Abalain had told me to meet him in order to learn about my new assignment. I was pretty sure I already knew what it was, and while waiting for him to show I decided to investigate. I couldn't help myself; when presented with a mass of data I have to know what it is, and the battered metal desk that dominated the room was a pictorial definition of “mass of data.” There were three distinct piles on top of the desk; the talus slopes of their near-collapse pretty much covered the entire surface. Two of the piles were paper, the third was of various storage media: magneto-optical disks, a couple of ancient Zips and even a holocube or two.

The paper pile nearest to me consisted of various official garbage: press releases, wire story print-outs.
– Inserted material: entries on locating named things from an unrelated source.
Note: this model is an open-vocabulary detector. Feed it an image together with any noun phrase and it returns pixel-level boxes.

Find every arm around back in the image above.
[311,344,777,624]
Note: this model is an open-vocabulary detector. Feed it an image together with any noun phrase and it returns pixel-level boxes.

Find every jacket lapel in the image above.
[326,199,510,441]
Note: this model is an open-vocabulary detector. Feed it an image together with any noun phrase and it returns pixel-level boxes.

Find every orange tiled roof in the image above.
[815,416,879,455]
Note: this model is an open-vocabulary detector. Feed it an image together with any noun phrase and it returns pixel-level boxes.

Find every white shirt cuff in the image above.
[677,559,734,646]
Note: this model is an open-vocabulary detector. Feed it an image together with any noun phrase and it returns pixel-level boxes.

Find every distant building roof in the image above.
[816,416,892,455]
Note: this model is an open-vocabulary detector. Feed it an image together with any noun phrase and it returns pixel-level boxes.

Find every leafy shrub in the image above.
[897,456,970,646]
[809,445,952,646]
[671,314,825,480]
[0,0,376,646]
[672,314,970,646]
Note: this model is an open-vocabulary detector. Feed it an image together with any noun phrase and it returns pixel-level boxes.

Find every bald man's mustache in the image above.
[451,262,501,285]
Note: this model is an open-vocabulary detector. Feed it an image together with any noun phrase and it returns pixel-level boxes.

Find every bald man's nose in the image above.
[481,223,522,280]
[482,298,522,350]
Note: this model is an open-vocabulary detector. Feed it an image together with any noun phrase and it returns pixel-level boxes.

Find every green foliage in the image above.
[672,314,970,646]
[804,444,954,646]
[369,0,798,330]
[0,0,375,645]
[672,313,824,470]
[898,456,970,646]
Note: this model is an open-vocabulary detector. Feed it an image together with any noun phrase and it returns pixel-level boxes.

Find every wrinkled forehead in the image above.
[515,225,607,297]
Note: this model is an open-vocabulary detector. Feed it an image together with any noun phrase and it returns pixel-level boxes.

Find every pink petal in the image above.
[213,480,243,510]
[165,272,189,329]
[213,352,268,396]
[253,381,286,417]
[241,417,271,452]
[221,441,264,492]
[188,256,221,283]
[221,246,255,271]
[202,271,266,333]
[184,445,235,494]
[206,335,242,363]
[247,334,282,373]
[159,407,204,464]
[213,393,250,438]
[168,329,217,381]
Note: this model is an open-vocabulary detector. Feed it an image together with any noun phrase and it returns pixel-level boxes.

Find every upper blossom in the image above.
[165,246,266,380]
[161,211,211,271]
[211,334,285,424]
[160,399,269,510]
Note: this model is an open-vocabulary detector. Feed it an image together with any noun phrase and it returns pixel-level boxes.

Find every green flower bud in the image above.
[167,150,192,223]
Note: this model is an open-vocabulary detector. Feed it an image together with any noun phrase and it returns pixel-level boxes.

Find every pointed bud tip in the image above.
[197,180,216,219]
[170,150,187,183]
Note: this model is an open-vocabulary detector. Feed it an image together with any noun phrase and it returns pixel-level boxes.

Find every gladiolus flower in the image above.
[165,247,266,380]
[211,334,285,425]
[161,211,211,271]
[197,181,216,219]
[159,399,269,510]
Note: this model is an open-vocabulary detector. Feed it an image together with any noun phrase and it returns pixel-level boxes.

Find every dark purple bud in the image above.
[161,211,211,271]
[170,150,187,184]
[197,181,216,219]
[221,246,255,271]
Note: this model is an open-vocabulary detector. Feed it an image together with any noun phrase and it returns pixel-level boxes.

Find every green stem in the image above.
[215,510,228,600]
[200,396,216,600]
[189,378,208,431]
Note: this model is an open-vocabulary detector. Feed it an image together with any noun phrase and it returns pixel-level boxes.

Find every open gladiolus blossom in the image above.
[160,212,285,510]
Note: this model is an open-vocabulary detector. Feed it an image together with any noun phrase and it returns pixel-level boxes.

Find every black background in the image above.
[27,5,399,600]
The ones I looked at were all from either the UN or one of the three main Blanc organizations. The other pile was a series of virtually indecipherable French-language documents that I was eventually able to identify as field reports from libertine officers and operatives.

“You can make some sense of that, yes?” Abalain stood in the doorway.

I looked him in the eye for a second, then returned to the reports. “What kind of sense do you want me to make?”

“You will do what you described to me when you were first—ah—recruited. I have need of information which I suspect is buried within these reports and press releases. You will use your skills to draw that information forth.” He smiled at me with what he no doubt thought was encouragement. Maybe he'd been a management consultant before deciding that the revolution offered better opportunities to fuck with people. “You will work here, and send the information to me as you assemble it. You will use the clipboard and wearable that are in the upper-right-hand drawer; they connect to a fibreoptic pipe linked directly to a secure folder on my desktop. You will, regrettably, have no outside access. But don't worry about that; I'll see that you get all of the information you need to do your work.”

More than enough information, I told myself.

Day 30: The Revolution Will Not Be Franchised

“I gotta admit, I just don't understand this revolution.”

“What's not to understand?” Abalain offered me a Marlie; I was somewhat surprised at the gesture, and even more surprised to find myself shaking my head. “We're not really revolutionaries, you know. We're trying to restore the glories of French civilization; in a way, that makes us conservatives.”

I believe the accepted term is ‘reactionaries',
I thought. “Which no doubt explains why so many of your slogans seem to have been drawn from fast-food advertising,” I said, waving a flimsy at him. “‘La France: Have It Your Way'?”

“The fast-food philosophy is inherently French,” Abalain said. “It's a peasant philosophy, not some tarted-up bourgeois haute-cuisine thing. It's like the epoxy cobbles you and your ‘Old Paree Hands' are so dismissive about. They're perfectly in keeping with the scientific rationalism of the original revolution.” He spoke in crisp, rapid French. He'd caught me listening too intently to one of his phone conversations the week before and confronted me with a barrage of French. When my facial expression made it clear that I understood every word, he'd nodded smartly and went back to his conversation, as though he'd suspected it all along.